740.00112 European War 1939/7603: Telegram

The Secretary of State to the Minister in Sweden (Johnson)

51. Your 109, January 11.

We consider it incompatible with our stated position regarding the obligation of the Swedish Government to permit the two Norwegian ships to depart to accept from the Swedish Government any “conditions” for its permission for the free departure of these ships. However, treating the points 1 to 4 in your reference telegram solely as “requests” of the Swedish Government, our position thereto is as follows, seriatim:
We assume that the assurances in paragraph 1 of our 35, January 9, satisfactorily dispel Swedish apprehensions on this point.
We consider that method and time of shipment of the oil quota are matters which should be taken up for friendly discussion concurrently with the forthcoming London negotiations. We will in such [Page 746] discussion take into full account Swedish military needs, and shipping problems. (For your information: Thorough consideration has been given to the recommendation in your 129, January 13,16 that full consent be given immediately to both sections of Swedish request (2). However, the terms of the President’s directives of November 2017 with which you are familiar would make it impossible for us to agree to the Swedish request without going back to the President for further instructions. You will appreciate that such a step might instigate prolonged discussions with other agencies of the Government having a vital interest in oil matters.

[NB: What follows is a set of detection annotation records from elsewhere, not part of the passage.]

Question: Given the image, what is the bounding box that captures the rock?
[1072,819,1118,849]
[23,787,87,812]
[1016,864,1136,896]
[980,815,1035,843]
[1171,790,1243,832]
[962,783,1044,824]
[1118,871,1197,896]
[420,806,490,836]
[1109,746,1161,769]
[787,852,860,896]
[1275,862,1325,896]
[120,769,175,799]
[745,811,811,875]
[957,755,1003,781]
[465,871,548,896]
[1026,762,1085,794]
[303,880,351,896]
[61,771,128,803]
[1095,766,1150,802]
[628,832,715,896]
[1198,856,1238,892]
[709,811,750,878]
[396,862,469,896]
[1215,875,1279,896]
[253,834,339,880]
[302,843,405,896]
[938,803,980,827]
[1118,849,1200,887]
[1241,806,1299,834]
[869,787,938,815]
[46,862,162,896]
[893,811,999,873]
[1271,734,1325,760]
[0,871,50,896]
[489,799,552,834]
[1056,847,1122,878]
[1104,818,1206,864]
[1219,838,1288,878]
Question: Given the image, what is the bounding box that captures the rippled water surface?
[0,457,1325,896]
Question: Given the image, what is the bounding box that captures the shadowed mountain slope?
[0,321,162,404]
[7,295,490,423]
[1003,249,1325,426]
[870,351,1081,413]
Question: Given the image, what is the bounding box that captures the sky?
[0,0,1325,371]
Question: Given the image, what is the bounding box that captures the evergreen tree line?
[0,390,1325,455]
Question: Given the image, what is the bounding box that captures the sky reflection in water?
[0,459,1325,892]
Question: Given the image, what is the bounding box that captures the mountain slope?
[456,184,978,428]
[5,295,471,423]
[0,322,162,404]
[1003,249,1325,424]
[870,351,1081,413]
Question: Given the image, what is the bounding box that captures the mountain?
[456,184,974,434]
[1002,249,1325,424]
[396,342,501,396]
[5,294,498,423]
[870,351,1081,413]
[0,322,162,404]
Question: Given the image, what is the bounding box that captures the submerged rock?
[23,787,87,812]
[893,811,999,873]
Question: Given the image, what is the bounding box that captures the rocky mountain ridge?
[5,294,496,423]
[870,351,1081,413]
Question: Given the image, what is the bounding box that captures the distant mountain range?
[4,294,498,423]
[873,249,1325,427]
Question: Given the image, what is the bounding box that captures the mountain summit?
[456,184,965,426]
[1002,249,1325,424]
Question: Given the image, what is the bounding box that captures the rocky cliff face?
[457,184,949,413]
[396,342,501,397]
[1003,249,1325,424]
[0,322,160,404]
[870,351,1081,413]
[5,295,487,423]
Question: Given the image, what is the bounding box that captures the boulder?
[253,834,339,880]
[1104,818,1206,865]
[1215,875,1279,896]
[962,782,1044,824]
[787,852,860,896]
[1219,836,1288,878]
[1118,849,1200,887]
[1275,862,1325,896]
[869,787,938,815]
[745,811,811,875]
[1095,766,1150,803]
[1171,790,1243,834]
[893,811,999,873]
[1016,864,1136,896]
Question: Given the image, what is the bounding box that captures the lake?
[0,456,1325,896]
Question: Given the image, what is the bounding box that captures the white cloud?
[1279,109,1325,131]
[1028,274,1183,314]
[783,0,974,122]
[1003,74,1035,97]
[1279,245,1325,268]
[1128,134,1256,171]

This would be inadvisable even though there were no factor of delay involved.)
This point is not entirely clear to us. We have already assured the Swedes that if the Norwegian ship matter is satisfactorily concluded, we have every hope that the negotiations in London can proceed to a satisfactory agreement. We have also assured the Swedes that our plans for the forthcoming London negotiations do not involve any matters which might occasion a threat to close the Göteborg traffic; nor do we plan the introduction of further demands on Sweden which have not already been discussed with Boheman either in London or in Washington. Boheman is already familiar with our views and we have from the beginning assumed that the London negotiations would take place within the framework of those views and of Boheman’s memorandum. We feel sure that the Swedish Government will appreciate that we cannot commit ourselves further on this point and tie our hands in advance of negotiations which we confidently expect will be conducted in a liberal and friendly spirit on both sides. We assume from the parenthetic sentence in paragraph numbered 3 of your 109 that the Swedes are not expecting any such definite commitments on our part but are satisfied with the general assurances given.
In our discussions with Boheman on the question of charter to us of “free” Swedish ships in the Western Hemisphere, we have already made clear that such ships would be returned to the Swedes for use in the Göteborg traffic should they become necessary for the maintenance of the traffic. This assurance should take care of the question of the replacement of ships sunk in the Göteborg traffic.
The Swedish Government should be informed that, in view of the assurances set out above, we anticipate that it will agree without delay to all proper facilities for departure of the Norwegian ships at any time after the arrival of the Sveadrott. We should not consider that our requirements have been met should the discussion be further protracted over details.
The foregoing has been discussed with representatives of the British Embassy and the Board of Economic Warfare. The Embassy is telegraphing its substance to London. If substantially concurred in by London, we anticipate that Mallet will be instructed to make [Page 747] a reply along these lines. You should keep in close touch with him and arrange to call at the Foreign Office immediately after his call in order to acquaint the Swedish Government with our views with respect to their requests.
Repeat to London for information of Canfield.
  1. Not printed.
  2. See paragraph numbered 3 of telegram No. 5869, November 21, 1942, 9 p.m., to the Ambassador in the United Kingdom, Foreign Relations, 1942, vol. iii, p. 359.